On ressent le besoin de créer des êtres qui ont besoin de nous, dans un univers qui n’a pas besoin de nous.

Pourtant, c’est toi qui es censé savoir comment conduire ta vie, l’ordonner vers son but. Ce n’est pas ton fils – qui veut et ne veut pas manger ses céréales le matin – qui doit remplir ton vide.

Et pourtant, en fouillant davantage sur les sœurs Boulay, je me suis étonné d’apprendre qu’à leur avis, la réponse à la question « que vaut la vie si on n’est rien dans l’univers? » peut s’avérer « positive ». Selon elles, la raison pour laquelle on continuerait à faire des enfants, c’est l’amour, qui serait plus important que tout… Mais n’est-ce pas en contradiction avec leur chanson?

Faire un choix

Il faut choisir : fait-on des enfants par amour ou par ennui? Et si c’est par amour, par amour de quoi? De la vie? Si oui, qu’a-t-elle d’aimable au juste, considérant l’univers absurde et indifférent qui l’a engendrée?

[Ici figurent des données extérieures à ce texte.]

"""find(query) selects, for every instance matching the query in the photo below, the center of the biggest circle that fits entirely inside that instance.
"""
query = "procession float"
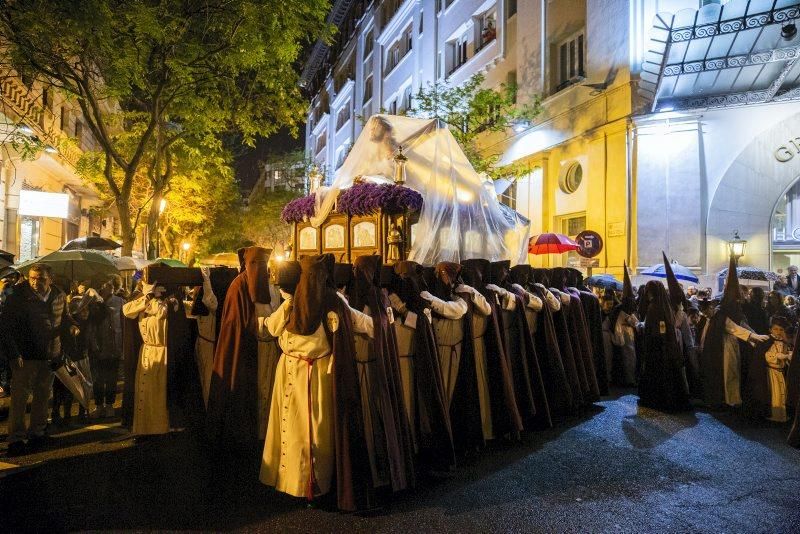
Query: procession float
(405, 191)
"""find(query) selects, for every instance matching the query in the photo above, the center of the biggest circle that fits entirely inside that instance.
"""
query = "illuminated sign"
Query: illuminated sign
(41, 204)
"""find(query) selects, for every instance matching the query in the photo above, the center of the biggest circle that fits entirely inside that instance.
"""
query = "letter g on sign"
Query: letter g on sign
(783, 154)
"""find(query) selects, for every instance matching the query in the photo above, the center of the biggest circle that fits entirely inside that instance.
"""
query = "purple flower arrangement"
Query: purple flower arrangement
(365, 198)
(298, 209)
(360, 199)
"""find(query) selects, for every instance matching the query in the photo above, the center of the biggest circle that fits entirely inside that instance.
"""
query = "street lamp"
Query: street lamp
(400, 161)
(161, 207)
(737, 245)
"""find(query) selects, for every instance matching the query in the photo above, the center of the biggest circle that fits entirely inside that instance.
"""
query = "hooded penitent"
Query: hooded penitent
(662, 384)
(380, 379)
(314, 298)
(579, 334)
(563, 340)
(677, 298)
(432, 419)
(288, 276)
(545, 341)
(518, 346)
(712, 366)
(593, 321)
(487, 332)
(457, 358)
(342, 275)
(232, 420)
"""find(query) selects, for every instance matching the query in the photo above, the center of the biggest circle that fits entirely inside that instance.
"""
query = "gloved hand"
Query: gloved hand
(497, 289)
(761, 338)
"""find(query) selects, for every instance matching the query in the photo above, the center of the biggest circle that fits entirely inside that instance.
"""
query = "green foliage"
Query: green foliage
(471, 111)
(256, 224)
(147, 75)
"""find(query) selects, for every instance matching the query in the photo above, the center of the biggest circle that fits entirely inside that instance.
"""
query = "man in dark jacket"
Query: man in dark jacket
(36, 319)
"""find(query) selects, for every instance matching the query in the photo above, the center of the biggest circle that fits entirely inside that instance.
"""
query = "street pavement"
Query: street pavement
(619, 468)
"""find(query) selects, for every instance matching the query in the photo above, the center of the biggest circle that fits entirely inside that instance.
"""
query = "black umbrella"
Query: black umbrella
(6, 258)
(91, 243)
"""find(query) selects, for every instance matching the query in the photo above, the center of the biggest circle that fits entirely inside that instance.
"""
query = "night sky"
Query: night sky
(246, 159)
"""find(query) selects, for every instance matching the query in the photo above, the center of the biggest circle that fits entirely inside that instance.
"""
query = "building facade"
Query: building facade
(43, 201)
(666, 124)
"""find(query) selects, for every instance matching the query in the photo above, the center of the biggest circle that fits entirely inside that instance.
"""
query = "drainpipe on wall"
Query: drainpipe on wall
(630, 147)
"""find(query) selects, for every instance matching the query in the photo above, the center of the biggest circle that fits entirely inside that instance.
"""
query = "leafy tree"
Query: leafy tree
(471, 111)
(147, 75)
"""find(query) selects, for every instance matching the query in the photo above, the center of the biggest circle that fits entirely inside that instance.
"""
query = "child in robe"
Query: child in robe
(778, 356)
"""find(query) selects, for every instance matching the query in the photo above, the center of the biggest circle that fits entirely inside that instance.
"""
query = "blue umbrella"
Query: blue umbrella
(681, 272)
(604, 281)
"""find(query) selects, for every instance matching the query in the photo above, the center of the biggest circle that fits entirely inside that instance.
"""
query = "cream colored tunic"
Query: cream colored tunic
(777, 356)
(480, 322)
(150, 415)
(449, 332)
(298, 454)
(404, 326)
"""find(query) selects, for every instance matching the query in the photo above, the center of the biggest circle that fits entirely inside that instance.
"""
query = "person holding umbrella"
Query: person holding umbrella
(35, 319)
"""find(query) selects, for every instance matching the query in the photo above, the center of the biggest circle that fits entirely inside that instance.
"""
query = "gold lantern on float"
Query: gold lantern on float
(314, 179)
(400, 161)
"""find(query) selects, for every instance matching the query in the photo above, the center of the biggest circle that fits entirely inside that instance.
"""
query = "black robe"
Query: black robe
(560, 399)
(594, 323)
(584, 342)
(564, 340)
(465, 412)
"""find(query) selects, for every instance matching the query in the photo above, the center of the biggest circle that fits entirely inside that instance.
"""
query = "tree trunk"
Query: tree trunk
(153, 217)
(128, 232)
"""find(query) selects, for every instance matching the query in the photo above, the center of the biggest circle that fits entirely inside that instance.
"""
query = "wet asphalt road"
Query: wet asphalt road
(618, 469)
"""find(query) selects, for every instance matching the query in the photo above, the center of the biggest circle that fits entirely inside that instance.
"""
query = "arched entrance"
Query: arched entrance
(753, 189)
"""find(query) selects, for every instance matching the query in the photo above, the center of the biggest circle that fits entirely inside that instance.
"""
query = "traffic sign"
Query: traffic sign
(590, 242)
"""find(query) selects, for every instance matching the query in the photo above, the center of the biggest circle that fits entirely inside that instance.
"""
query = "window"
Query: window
(487, 28)
(458, 53)
(509, 196)
(368, 44)
(570, 177)
(368, 89)
(343, 116)
(570, 61)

Car, qu’on le veuille ou non, il est impossible que la vie humaine ait un sens si l’univers qui l’engendre n’en possède pas. Comment le désordre créerait-il, à lui seul, l’ordre?

Déclarer l’univers absurde et la vie humaine dotée de sens, c’est paresseux. C’est se contenter de contradictions, de demi-vérités. C’est parler en dormant, dirait Héraclite.

Quand on dort, on ne s’offusque pas des contradictions. Dans mes rêves, mon fils de deux ans a l’intelligence d’Aristote, les animaux parlent, mon auto vole, l’Italie est à une heure de voiture, etc.

Évidemment, plusieurs facteurs empêchent de s’éveiller et de remettre en question les contradictions. L’un d’eux, c’est que, comme je l’indiquais en introduction, le quotidien nous absorbe.

Non seulement ce quotidien ne laisse presque pas de temps pour réfléchir, mais il nous fait aussi expérimenter ce fait que la vie, l’amour, les relations ont un sens, une valeur. Il nous « absorbe » dans cette vérité. Et comme on a cette expérience, sans toutefois penser que l’univers a un sens, on a l’impression qu’on peut avoir l’un, une vie dotée de sens, sans l’autre, un univers doté de sens.

Il faut alors un effort gigantesque de la raison pour voir que l’un ne va pas sans l’autre et questionner notre vision de l’univers.